La problemática de combinar y armonizar los saberes locales con las políticas públicas es también abordada en la contribución de Novillo y Palacios (2024 en este número) . Mediante el estudio de caso del cantón Sígsig en la provincia del Azuay, Ecuador, lxs autorxs confrontan y analizan el entramado de instituciones y documentos oficiales relacionados con el patrimonio arqueológico, y su frecuente desvinculación de las comunidades, es decir, su carencia de uso social. Resaltan la tendencia institucional a abordar la administración de los sitios arqueológicos en función del turismo, elemento que también es prioritario para los grupos, ya que lo ven como una potencial fuente de ingresos. Como herramienta metodológica, lxs autorxs encuentran en el uso de cartografías participativas una buena opción para integrar activamente a las comunidades y sus interpretaciones del patrimonio, e insisten en la importancia de la conformación de redes académicas críticas, dispuestas a buscar mayores acercamientos y participación de la sociedad local.
El trabajo de Acuto (2024 en este número) propone reconsiderar las denominadas arqueologías colaborativas desde la perspectiva de una arqueología activista que verdaderamente redunde en beneficios para las comunidades involucradas. Su posición respecto a las primeras es crítica y reflexiona alrededor de la ambigüedad del término colaborativas y cuestiona que este tipo de arqueologías, en ocasiones, obvien la consulta de colectivos territoriales indígenas, al priorizar la que se lleva a cabo con individuos particulares dentro de las comunidades. El texto es ilustrado con dos casos argentinos sobre producción intercultural de conocimiento.

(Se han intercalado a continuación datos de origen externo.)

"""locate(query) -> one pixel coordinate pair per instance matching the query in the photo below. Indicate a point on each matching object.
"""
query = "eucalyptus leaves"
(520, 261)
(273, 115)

En síntesis, consideramos que, en las últimas décadas, en la arqueología suramericana se han producido avances significativos en términos de reflexión y praxis arqueológica que abren efectivamente el camino hacia una visión más plural sobre el pasado y el ejercicio de su interpretación, tanto en el trabajo de campo como en los museos. Los artículos de este dosier, con ejemplos muy recientes de metodologías colaborativas, dan muestra de estos avances, pero a la vez señalan las limitaciones y dificultades que se mantienen como desafíos sobre los cuales debemos continuar trabajando.